USA Today has a terrific "trends roundup" article on new forms of advertising. According to Theresa Howard, It’s not just the internet, but the availability of many new ways to get the news and information you need, from cell phones to news feeds, from DVRs to iPods, that is allowing consumers to skip time-wasting advertisments.
"People are so busy, overdone, overworked and over committed," says [Faith] Popcorn. "If I can watch Desperate Housewives without commercials, I can watch it in 40% of the programmed time."
…If the number of entries at Cannes this year is any indicator, the prominence of TV ads may be waning even here. Entries in the "film" ad competition, long the glitziest category, dropped 2% to 4,995, while the number of entries overall is up 18% to 22,101….

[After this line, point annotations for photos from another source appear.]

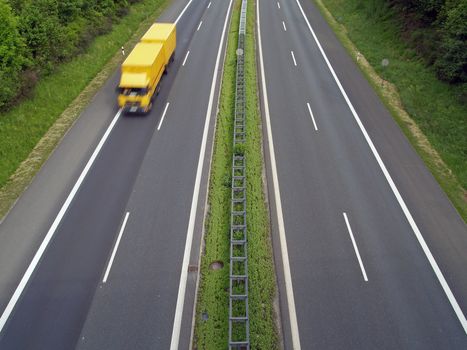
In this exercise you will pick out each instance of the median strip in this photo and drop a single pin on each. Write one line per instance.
(212, 312)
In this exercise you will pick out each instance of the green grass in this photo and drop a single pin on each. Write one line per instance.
(213, 295)
(25, 125)
(436, 107)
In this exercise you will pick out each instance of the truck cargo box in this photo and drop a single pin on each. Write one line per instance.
(143, 65)
(164, 33)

Some observers see a future of ad campaigns that include TV spots, but as part of a creative mix of media that work together. A campaign might also include elements that reach consumers spending more of their time on the Web, on mobile phones, reading text messages or playing video games. And TV spending might be split between commercials and product placement that DVR users can’t skip over. "Today you need a great idea, and you can work out which media types will reflect it," TBWA’s [John] Hunt says.
The advertisers to watch, says Howard, are Burger King, Pepsi One, BMW Mini Cooper, and Anheuser-Busch, which recently hired JibJab, "the shop behind the This Land presidential election spoof that spread across the Web to an estimated 80 million viewers last fall."